I let an AI talk to my car
Building an OBD-II bridge so a model could read my car directly - and what it taught me about where the intelligence belongs.
Recently, I replaced my car’s battery on a hunch. It felt like the car was struggling to turn over on cold starts, but there was no clear sign because there were no fault codes. I consulted AI and it came to the same conclusion. But this made me think: why am I in the diagnostic loop here, providing indirect, second-hand evidence to the AI? Why can’t the model just talk directly to the car, read the actual voltage data and perform any required tests?
Unfortunately, I didn’t have the tech for that. So I decided to build it.
I decided to build an MCP server that would bridge the gap between the model and the hardware. I started with a cheap Bluetooth OBDII dongle (OBDII is the automotive standard which defines diagnostic services and modes), which provided the bottom of the stack. This would allow serial Bluetooth communication between my laptop and the vehicle, and would implement the low-level CAN framing and request/response for me out of the box. This in turn meant that I wouldn’t need to implement a driver; the ELM327 Bluetooth dongle is the driver, providing the interface with a known and documented command set. I did, however, notice at this stage that these chips have a somewhat limited bandwidth - which would limit how many parameters (and at what frequency) I would be able to stream at the same time, and would shape the architecture.
On top of the ELM327 transport layer, I built out a PID (parameter IDs, such as motor RPM, or battery voltage) querying layer, used by OBDII. I then built a service layer on top of this that would expose tools to the MCP server. “python-OBD” would have handled most of the bottom half, but I’d already written my own by the time I properly looked at it, and since mine worked and I understood it end to end, I kept it. (It’s also GPL, and I wanted this MIT-licensed).
So the architecture stack looked like this:
While building the MCP tools I came to the realisation that there would be no need to implement diagnostic taste or logic here. I watched the model chain PID reads and reason about them without any hardcoded logic from me.
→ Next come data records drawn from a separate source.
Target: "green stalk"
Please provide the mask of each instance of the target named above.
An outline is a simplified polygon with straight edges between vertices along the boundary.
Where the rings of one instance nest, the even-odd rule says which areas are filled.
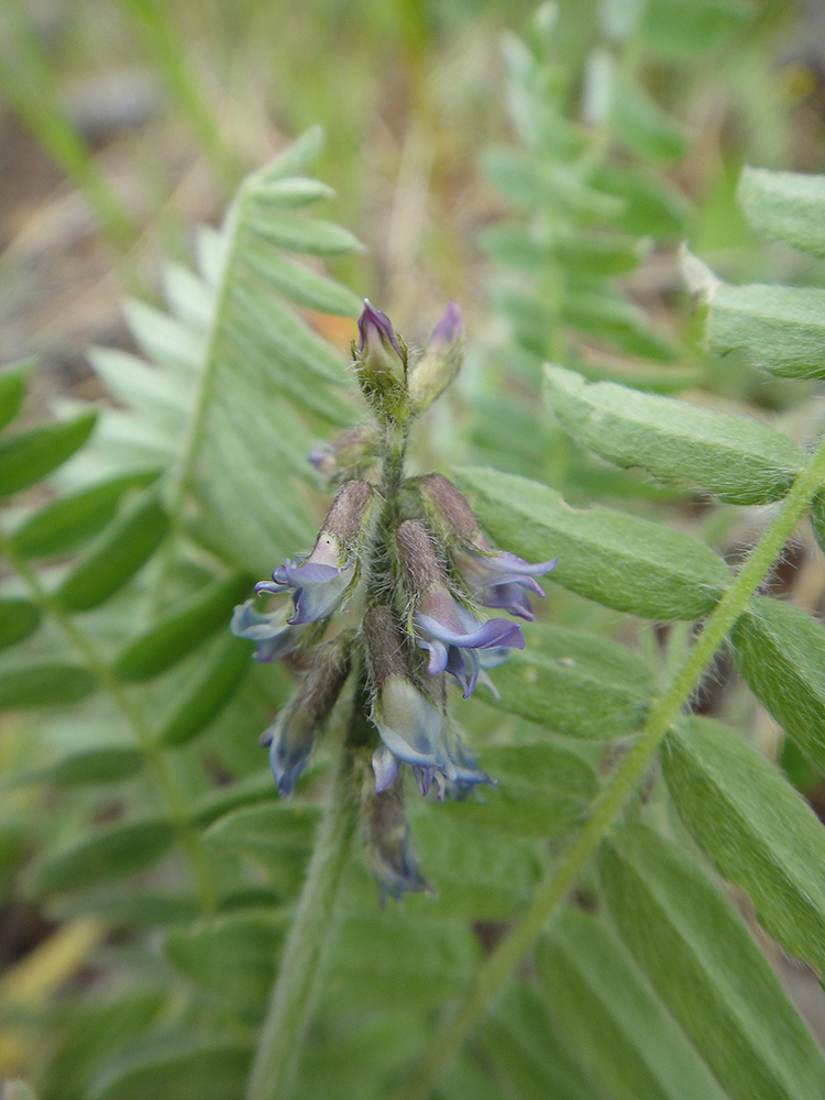
[[[464,1040],[484,1015],[551,917],[564,902],[584,869],[618,821],[645,778],[668,729],[702,680],[732,627],[745,612],[796,524],[807,510],[825,480],[825,440],[811,463],[794,482],[779,514],[754,548],[736,580],[705,622],[695,645],[676,672],[668,691],[657,700],[632,748],[593,805],[587,823],[554,871],[539,886],[520,922],[502,939],[480,968],[475,981],[455,1012],[425,1052],[416,1072],[393,1093],[391,1100],[425,1100],[447,1069]]]
[[[295,1085],[324,958],[334,938],[334,909],[358,825],[350,744],[366,721],[363,691],[355,692],[350,728],[340,749],[334,787],[289,930],[284,958],[261,1032],[246,1100],[287,1100]]]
Instead of building something like “check_charging_system()”, I designed purposefully thin primitives such as read a PID, list supported PIDs, read DTCs, open a stream. I had answered my own question: the intelligence no longer belongs in the application, but belongs in the model. I just needed a safe toolset for the model, which I provided by building exclusively read-only commands into the PID layer.
In order to make the MCP server testable (without relying on having the hardware in the loop), I built a light Streamlit application which enabled streaming selected PIDs, and built a way to record the stream to a JSON file, then to replay from the stream. I used the streaming feature to visualise the battery voltage, and then applied an electrical load (winding down all four windows at once). I proved the end-to-end integration by seeing the battery voltage dip in the graph at the same time:
I also recorded a session driving around the block, to prove the ability to record and replay the diagnostic session - an invaluable feature for diagnosing actual dynamic driving data.
At this point the project had crossed an important threshold: the AI was no longer just helping me reason about the car from photos and descriptions. It had a structured, read-only, interface into the vehicle itself.
So now I had something that worked well for my specific car, and for the default list of PIDs that I had pulled from online. But to make this project useful for other car models and manufacturers, I thought it would be useful to implement a discovery functionality. Effectively I wanted the LLM to ask the car “which PIDs do you support?”. This would pair nicely with the general MCP design philosophy - allowing auto-discovery rather than hardcoding capability. OBDII already supports this with so called “Mode 01 PID discovery”. So I built support for this for both the MCP client and the Streamlit dashboard, enabling users to connect to the car, ask what PIDs are supported, and then select what they wanted to see from the dynamic list generated in the dashboard (or indeed the LLM could do this itself over MCP).
Clearly there are limitations to this approach - I won’t claim that this tool is the answer to all car troubleshooting: far from it. While working on this project I also had to replace the car’s rear windscreen wiper motor, and when doing so I needed to take physical voltage readings at different points in the wiring loom and feed these into the model. The car doesn’t expose this over OBD. Equally, performing a simple voltage under load test (especially without knowing the load current) doesn’t give you a complete battery health test. But had I had this tool I could certainly have made a much more informed decision, especially by doing a few variations of load tests (combined with AI’s ability to pull datasheets and infer specific load currents).
Reflecting on this build made it clear to me that the reasoning boundary has shifted, and will continue to do so. As AI models get more capable, what real value is there in hardcoding “diagnostic intelligence” into the application? The new approach should be to provide the model with the right tools and harnessing, and then to get out of its way.
I thought back to how early waves of frontier model releases killed early AI companies, which relied on products that were fundamentally little more than an AI wrapper. How should today’s applications be built to prevent them becoming obsolete in six months? One approach appears to be to build with the rate of change in mind, and to fully expect that most of the reasoning should be done in the LLM layer. Thus, if reasoning is no longer the competitive moat, then perhaps it is data, domain expertise, harnessing and tooling.